Understanding Iran: Playing “Iran” in a simulation can be either frustrating or strangely liberating and fun, because no one seems to know what to expect from this actor. Beyond avoiding the role of isolated spoiler and taking the blame for potential failure, what does Iran really think about, and expect from, this potential conference? Iran has recently announced its decision to attend the conference, but, as before, qualified its position by stating that the meeting should be held under the “NPT rules of procedure” – which could mean that states not party to the NPT (Israel) cannot participate other than in an observer status. Without the Arab states embracing such a view, though, will Iran actually stand in the way of convening the conference with full Israeli participation on these grounds? If, after all, the conference is convened, what kind of outcome would be of interest to Iran? And, apart from the Finnish facilitator, who is engaging with Iran to understand its views and to bring it on board?

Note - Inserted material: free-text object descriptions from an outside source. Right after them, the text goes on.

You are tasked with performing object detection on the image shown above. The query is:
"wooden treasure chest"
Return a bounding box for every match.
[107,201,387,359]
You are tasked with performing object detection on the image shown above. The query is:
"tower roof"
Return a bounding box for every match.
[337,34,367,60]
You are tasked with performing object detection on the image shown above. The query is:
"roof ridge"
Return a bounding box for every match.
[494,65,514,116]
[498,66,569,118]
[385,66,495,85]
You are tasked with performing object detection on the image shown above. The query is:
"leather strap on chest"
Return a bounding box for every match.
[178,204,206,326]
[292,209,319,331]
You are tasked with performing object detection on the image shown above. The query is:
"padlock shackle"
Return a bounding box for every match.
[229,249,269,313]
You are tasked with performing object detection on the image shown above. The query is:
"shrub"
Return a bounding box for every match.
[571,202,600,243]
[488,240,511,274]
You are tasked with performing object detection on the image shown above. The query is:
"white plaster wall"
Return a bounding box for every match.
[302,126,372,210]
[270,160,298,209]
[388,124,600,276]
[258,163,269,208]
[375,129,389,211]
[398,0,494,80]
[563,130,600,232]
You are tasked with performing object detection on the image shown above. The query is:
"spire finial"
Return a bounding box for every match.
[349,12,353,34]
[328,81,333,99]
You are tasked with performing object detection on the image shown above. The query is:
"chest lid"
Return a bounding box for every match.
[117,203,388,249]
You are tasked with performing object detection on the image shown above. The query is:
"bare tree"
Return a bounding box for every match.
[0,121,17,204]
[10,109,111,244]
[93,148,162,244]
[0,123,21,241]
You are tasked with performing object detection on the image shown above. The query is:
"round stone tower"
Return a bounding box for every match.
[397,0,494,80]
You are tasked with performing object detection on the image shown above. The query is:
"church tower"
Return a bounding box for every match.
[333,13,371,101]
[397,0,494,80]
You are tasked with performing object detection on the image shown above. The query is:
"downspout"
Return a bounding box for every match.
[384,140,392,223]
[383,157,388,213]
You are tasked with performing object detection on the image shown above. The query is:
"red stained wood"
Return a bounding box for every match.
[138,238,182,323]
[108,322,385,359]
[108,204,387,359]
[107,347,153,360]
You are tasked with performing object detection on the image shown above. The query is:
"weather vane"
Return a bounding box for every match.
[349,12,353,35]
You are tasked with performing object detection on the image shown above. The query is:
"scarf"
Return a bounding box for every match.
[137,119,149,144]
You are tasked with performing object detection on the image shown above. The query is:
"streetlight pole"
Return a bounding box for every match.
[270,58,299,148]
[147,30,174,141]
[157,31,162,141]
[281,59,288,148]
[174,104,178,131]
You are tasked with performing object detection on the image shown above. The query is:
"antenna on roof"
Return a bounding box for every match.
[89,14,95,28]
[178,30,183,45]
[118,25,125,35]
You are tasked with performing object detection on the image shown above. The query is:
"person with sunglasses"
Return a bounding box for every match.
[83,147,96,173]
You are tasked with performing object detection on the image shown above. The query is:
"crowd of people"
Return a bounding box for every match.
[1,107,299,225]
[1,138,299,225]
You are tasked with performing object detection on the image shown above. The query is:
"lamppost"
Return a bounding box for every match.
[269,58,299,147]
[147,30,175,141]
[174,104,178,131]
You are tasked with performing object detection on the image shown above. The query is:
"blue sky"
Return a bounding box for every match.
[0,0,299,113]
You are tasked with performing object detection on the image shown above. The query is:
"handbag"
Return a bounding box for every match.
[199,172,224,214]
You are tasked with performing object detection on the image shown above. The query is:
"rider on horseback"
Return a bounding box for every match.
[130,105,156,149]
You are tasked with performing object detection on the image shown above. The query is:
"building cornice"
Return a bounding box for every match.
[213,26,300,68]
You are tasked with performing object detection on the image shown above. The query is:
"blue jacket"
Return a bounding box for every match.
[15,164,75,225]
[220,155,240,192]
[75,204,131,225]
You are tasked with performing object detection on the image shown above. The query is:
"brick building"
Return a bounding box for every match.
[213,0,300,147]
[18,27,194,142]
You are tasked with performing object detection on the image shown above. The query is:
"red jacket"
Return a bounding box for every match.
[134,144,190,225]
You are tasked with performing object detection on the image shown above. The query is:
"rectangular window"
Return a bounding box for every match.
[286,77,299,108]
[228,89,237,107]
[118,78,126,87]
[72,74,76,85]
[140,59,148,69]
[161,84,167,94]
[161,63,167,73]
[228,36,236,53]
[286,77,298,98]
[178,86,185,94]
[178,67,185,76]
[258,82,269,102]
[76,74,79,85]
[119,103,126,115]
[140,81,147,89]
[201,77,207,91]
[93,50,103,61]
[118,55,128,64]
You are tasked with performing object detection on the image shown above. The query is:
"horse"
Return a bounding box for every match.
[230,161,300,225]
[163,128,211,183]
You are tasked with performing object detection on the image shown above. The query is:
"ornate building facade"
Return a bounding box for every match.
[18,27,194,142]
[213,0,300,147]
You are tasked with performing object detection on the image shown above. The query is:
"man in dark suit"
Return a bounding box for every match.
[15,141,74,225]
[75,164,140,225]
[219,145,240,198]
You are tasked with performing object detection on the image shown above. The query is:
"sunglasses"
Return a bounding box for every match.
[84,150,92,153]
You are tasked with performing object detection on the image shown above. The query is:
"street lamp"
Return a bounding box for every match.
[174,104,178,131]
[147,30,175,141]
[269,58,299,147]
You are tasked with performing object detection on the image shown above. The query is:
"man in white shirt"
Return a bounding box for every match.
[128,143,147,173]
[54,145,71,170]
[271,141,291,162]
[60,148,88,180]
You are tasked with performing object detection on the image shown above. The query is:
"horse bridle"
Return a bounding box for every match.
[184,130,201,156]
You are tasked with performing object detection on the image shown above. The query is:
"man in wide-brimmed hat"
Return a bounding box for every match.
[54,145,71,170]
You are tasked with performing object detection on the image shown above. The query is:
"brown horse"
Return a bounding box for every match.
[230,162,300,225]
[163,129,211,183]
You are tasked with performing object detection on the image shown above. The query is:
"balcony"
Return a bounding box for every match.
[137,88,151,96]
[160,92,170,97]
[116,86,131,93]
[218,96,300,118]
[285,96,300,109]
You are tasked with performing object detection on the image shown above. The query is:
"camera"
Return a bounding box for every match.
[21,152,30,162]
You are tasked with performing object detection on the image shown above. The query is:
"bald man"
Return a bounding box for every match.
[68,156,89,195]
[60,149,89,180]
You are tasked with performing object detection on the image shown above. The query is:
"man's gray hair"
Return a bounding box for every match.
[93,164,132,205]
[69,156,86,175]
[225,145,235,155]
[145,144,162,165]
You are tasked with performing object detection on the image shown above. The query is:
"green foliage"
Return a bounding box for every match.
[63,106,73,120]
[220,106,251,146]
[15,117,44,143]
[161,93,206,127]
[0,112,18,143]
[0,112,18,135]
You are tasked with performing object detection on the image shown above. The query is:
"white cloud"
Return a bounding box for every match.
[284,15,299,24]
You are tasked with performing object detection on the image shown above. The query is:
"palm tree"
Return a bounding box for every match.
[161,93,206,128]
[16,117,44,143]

NPT and Regional Security: The final declaration adopted at the simulation did not mention the NPT, even though the 2012 Conference is mandated by an NPT document and derives its terms of reference from the 1995 Middle East Resolution adopted at the NPT Review and Extension Conference. The simulation’s declaration also did not refer to any mechanism to address regional security concerns or implement confidence building measures. In real life, the two issues – NPT and regional security – are at the heart of disagreement between the Arab states, Iran, and Israel about priorities and ways to work on them. Israel is against linking the conference to the NPT process, while the Arab states and Iran have so far insisted on the connection and demanded that Israel accede to the NPT as a non-nuclear-weapon state. Reconciling these positions would be crucial for achieving agreement in Helsinki, and so far it is unclear how much willingness there is to consider moving the process away from the NPT umbrella, or whether Israel could accept the connection to the NPT if the broader regional security issues are addressed within the same process.
Negotiating simulations can provide space for greater flexibility, imagination, and compromise. Specifically, by skipping over roadblocks such as lack of political will and direct communication between the major actors, simulations can help look for practical solutions that otherwise seem completely beyond reach. At the same time, simulations can raise new questions and draw attention to challenges that are overlooked or overshadowed by immediate concerns. In the case of the 2012 Middle East Conference simulation, assuming all parties’ participation and goodwill – the most immediate concern about the conference today – brought to the fore a number of other difficult issues. In this sense, the Middle East simulation held up a mirror to a rather harsh reality but did not leave the participants without hope.
Gaukhar Mukhatzhanova is a Senior Research Associate at the Center for Nonproliferation Studies at the Monterey Institute of International Studies.